La Justicia embargó los bienes de Víctor Hugo Morales, porque el locutor se niega a cumplir un fallo de la Cámara de Apelaciones en lo Comercial, que lo condenó a pagar $ 842.000 más intereses –ahora esa cifra trepó a $ 3,8 millones– junto a su productor Eduardo Metzger y a ATC (TV Pública). La condena fue por violar derechos de propiedad intelectual, al emitir en directo el partido entre Boca y Real Madrid, en 2000, durante el programa Desayuno, cuyos derechos de televisación tenía Cablevisión, cuando no era del Grupo Clarín. El embargo preventivo fue ordenado por el juez Fernando Ignacio Saravia y contó con la presencia del abogado de Cablevisión y el Grupo Clarín, Damián Cassino.

“Es parte de un juego malicioso”, manifestó Morales, quien aseguró que su abogado defensor, Miguel Ángel Pierri, presentó un recurso de queja ante la Corte Suprema.Pierri sostuvo que el procedimiento fue “excesivo e innecesario”. Sin embargo, hace seis meses que Víctor Hugo elude el pago de la sentencia, pese a que reconoció ser una persona rica y haber ganado varios millones de dólares. El locutor no tiene bienes inmuebles a su nombre y su sueldo no lo paga Continental. Hace dos semanas hubo que suspender otro embargo preventivo porque estaba de viaje. Antes de ser defendido por Pierri, el relator uruguayo era defendido en este juicio por el abogado Ricardo Monner Sans, quien también pidió embargarlo por 250 mil pesos, ya que Víctor Hugo no le pagó ni a su propio abogado.

Cablevisión aclaró que “el juicio fue iniciado por Cablevisión, como titular de los derechos de dicho partido, en el año 2001, cuando sus accionistas eran Hicks y Liberty, y la Justicia le dio la razón a la compañía”. Víctor Hugo había sido sobreseído por un juez de primera instancia, que había condenado al canal y al productor. Pero los jueces agregaron en 2014 la condena para el locutor, ya que “la obediencia debida como causa de eximición de responsabilidad no puede ser invocada en la relación jerárquica que existe entre un empleado o dependiente con relación a su comitente o principal”.

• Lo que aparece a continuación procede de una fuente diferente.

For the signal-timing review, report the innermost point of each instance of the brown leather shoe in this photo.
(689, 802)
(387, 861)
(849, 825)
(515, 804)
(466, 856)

El locutor alegó en el juicio que “no hizo más que acatar las órdenes recibidas de ATC y de su productor”, para transmitir 76 minutos de la final de la copa Intercontinental que se disputó en Tokio, pese a que los derechos eran de Cablevisión. Los camaristas afirmaron que el locutor “conocía la ilegalidad del acto, supo con anticipación su ocurrencia, avaló su comisión y alentó al televidente a ver las imágenes ilícitamente captadas”. Metzger, en una carta de lectores enviada el año pasado a Clarín, desmintió a Víctor Hugo y sostuvo que “el argumento de que el conductor solamente obedeció órdenes es una hipótesis que se desbarata por sus propios anuncios, la forma de hacerlo por él mismo antes y durante la transmisión y por declaraciones de Víctor Hugo a distintos medios en los días siguientes, en las que reivindica lo actuado”.

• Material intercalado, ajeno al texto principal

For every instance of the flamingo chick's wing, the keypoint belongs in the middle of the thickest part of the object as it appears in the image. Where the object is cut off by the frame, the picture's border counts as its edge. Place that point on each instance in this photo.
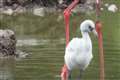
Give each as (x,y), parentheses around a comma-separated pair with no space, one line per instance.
(76,54)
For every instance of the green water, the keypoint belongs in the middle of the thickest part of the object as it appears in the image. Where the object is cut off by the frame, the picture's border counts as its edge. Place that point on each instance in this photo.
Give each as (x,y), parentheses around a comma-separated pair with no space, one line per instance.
(45,59)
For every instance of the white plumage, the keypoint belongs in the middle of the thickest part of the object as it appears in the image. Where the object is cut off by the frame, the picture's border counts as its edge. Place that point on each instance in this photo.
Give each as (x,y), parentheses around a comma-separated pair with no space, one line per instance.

Cablevisión le había pagado a Boca más de US$ 1 millón para tener los derechos exclusivos de radio y TV; era la única que podía comercializar publicidad durante la transmisión y vendió derechos a cableoperadores del interior del país. Además había firmado un contrato con ATC, por $ 370.000, para que lo emita en diferido, aunque esa operación se frustró horas antes del partido, por la decisión de Víctor Hugo, su productor y ATC de “piratear” la transmisión.